Male and female solo singers regaled the audience with sumptuous mariachi songs, ‘Jalisco No Te Rajes’ and Jarabe Tapatio’ as eight more lady dancers in flamenco-style dresses and eight ‘charro’ males in rainbow striped ponchos streamed on in a whirl of red, white and green traditional dancing backwards as well as forwards. There were shrieks of delight from the risers as the MC announced, ‘La Bamba’ and even greater applause as the whole group danced the latest hot hit, ‘Despacito’ at a steady pace – with the crowd singing along.
They were gone too soon, but would be back on Sunday for their own show at the House of Musical Arts. The men and women of the Combined Group of the Royal Cavalry and Camel Band display performed four arrangements by Said al Noobi, traditionally ‘Elizabeth Campbell’s Welcome to the World’, the slow, ‘Elstow Abby Waltz’, ‘Jenny’s Bawbee’ like ‘Tom’, ‘Tom the Piper’s Son’, and ‘All the Way to Galway’.

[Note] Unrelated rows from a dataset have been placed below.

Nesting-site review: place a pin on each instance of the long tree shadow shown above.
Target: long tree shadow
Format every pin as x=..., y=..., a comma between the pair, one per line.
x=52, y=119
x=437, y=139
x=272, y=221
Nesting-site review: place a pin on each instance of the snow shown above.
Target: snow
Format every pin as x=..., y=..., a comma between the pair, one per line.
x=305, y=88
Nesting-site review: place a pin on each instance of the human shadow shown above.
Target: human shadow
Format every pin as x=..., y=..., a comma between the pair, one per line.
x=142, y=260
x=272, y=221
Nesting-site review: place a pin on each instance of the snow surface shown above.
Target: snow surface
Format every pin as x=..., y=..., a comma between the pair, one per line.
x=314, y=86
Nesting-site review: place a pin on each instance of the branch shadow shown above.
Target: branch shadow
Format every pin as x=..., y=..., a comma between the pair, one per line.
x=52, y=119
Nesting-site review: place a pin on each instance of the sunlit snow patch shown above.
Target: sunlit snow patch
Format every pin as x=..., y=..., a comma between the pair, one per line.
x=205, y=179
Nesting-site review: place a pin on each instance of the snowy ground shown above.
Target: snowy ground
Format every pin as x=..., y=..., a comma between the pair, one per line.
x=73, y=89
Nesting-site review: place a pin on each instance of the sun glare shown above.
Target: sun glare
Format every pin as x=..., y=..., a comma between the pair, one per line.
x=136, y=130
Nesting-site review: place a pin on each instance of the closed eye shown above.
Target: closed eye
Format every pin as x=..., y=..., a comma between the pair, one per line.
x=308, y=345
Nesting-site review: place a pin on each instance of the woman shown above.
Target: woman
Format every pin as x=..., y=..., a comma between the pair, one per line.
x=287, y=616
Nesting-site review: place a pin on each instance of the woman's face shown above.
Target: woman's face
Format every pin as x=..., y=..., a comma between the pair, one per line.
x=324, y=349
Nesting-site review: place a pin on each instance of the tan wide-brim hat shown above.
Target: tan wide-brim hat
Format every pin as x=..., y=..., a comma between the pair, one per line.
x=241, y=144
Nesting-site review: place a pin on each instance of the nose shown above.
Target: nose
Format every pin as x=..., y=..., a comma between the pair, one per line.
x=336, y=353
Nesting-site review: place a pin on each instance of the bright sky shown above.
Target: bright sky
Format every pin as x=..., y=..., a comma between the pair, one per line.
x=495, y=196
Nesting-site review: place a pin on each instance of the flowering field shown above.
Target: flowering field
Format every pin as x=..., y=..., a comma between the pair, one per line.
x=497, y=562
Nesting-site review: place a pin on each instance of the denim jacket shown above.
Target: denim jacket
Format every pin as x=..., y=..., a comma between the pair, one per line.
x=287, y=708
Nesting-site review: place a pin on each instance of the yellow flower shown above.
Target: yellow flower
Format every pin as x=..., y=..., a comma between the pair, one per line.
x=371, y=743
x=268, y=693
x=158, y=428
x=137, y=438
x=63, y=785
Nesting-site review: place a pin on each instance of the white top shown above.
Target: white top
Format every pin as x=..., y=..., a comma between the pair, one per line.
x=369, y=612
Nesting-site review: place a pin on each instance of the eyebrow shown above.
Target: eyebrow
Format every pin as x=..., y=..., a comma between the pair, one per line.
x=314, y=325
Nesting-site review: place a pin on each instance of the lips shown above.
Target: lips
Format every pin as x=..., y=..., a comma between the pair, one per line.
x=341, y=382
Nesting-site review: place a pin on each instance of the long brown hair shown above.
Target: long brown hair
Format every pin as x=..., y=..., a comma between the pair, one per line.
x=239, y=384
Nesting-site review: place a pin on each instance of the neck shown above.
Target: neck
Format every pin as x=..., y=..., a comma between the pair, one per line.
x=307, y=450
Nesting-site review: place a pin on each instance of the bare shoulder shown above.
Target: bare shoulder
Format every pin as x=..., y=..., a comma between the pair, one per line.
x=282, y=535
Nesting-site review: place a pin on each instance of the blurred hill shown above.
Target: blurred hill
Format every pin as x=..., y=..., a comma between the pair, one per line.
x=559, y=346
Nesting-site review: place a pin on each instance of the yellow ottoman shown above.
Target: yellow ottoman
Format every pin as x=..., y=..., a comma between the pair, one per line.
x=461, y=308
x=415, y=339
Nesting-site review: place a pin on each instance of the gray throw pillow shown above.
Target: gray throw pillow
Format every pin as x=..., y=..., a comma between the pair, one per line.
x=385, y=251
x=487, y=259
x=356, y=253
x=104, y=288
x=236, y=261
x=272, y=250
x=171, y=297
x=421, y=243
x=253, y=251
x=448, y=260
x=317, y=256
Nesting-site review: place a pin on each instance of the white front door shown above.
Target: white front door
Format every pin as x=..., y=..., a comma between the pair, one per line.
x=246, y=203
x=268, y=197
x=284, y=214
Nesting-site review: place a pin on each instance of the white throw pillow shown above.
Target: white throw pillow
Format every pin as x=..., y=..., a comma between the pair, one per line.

The Finale began with the entrance of the combined bands with Scouts on hand-drums, to the Omani March, ‘Bogo Mana’ conducted by Brigadier Ramis al Owaira. A substantial choral work, ‘Qaboos’, especially composed for the occasion and arranged for choir, big band and military trumpets by Leif Sundstrup featured some beautiful singing in Arabic from soloists and chorus of the Royal Military Choir formed a fitting, moving finale.
The coordination of so many sections of musicians and synchronisation in performance must have been a logistical challenge for organisers. A solo piper on the rooftop of the Royal Opera House Muscat concluded the concise, seventy-minutes’ proceedings with, ‘The Evening Star’, composed and arranged by Said al Noobi. The entire ensemble moved off to the Omani March, ‘al Humam’. It was a delightful evening’s celebration of the 49th year of Oman’s Renaissance. Intuition suggests next year’s 50th Year performance will be something to book early for.